Buckingham Palace exhibition: Teeth of Victoria's children go on display
- Published
A casket containing the baby teeth of Queen Victoria's children and casts of their limbs will go on show in the summer exhibition at Buckingham Palace.
This year's display will demonstrate how the monarch turned the palace into both a family home and a centre for national life.
A waltz staged at end of the Crimean War will be performed in the ballroom, along with a Victorian illusion show.
The exhibition celebrates the 200th anniversary of Victoria's birth.
The teeth are kept in a gilt casket commissioned by Victoria in the 1860s.

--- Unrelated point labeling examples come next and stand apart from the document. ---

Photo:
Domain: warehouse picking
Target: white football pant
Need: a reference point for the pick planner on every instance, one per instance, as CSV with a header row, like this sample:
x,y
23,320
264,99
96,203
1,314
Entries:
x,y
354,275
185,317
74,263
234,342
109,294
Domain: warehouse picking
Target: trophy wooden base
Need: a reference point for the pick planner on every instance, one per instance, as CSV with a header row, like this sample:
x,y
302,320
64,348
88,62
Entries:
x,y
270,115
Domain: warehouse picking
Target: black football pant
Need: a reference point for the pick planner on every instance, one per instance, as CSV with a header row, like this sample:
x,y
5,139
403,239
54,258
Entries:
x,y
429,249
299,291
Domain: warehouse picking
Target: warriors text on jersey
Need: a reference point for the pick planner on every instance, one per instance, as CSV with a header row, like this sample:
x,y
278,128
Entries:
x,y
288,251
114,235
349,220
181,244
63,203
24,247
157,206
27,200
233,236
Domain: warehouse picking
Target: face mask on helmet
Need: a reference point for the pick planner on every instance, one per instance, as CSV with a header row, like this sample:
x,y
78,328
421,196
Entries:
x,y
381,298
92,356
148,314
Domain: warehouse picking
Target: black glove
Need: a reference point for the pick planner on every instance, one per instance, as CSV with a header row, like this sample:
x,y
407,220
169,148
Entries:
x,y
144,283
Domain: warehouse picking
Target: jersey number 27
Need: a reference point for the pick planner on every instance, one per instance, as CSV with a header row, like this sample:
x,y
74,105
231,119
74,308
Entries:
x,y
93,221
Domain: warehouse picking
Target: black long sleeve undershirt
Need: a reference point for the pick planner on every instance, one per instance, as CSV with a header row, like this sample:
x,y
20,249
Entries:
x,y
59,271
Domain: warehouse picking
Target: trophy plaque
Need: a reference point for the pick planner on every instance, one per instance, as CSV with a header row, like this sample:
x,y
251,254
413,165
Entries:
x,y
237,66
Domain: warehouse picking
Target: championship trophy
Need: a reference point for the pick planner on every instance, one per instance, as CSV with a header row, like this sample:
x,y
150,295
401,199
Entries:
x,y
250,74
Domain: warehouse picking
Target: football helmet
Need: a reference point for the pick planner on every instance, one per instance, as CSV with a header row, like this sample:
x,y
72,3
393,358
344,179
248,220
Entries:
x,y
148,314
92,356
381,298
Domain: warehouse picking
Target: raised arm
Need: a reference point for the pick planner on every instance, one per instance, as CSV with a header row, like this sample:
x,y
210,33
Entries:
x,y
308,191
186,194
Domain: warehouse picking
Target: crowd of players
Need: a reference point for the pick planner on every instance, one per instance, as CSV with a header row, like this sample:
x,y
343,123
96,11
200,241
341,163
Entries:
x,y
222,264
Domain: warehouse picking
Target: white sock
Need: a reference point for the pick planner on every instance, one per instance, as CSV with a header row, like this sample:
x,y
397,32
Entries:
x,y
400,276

She also had white marble replicas of her children's limbs.
Models of Prince Albert Edward's arm and hand, and the left foot of Victoria, Princess Royal, are to be displayed on crimson velvet cushions.
"What these objects show is what her words couldn't express ... this deep, fierce passionate love for her children," curator Dr Amanda Foreman.
"There's so much love in these marble hands and feet."
Queen Victoria had nine children in total.
Dr Foreman added: "Victoria had great trouble showing simple affection towards her children.
"She didn't have the normal upbringing that would have enabled her to be a normal mother herself, so she expressed her love through things."
The Queen Victoria's Palace exhibition runs from 20 July to 29 September.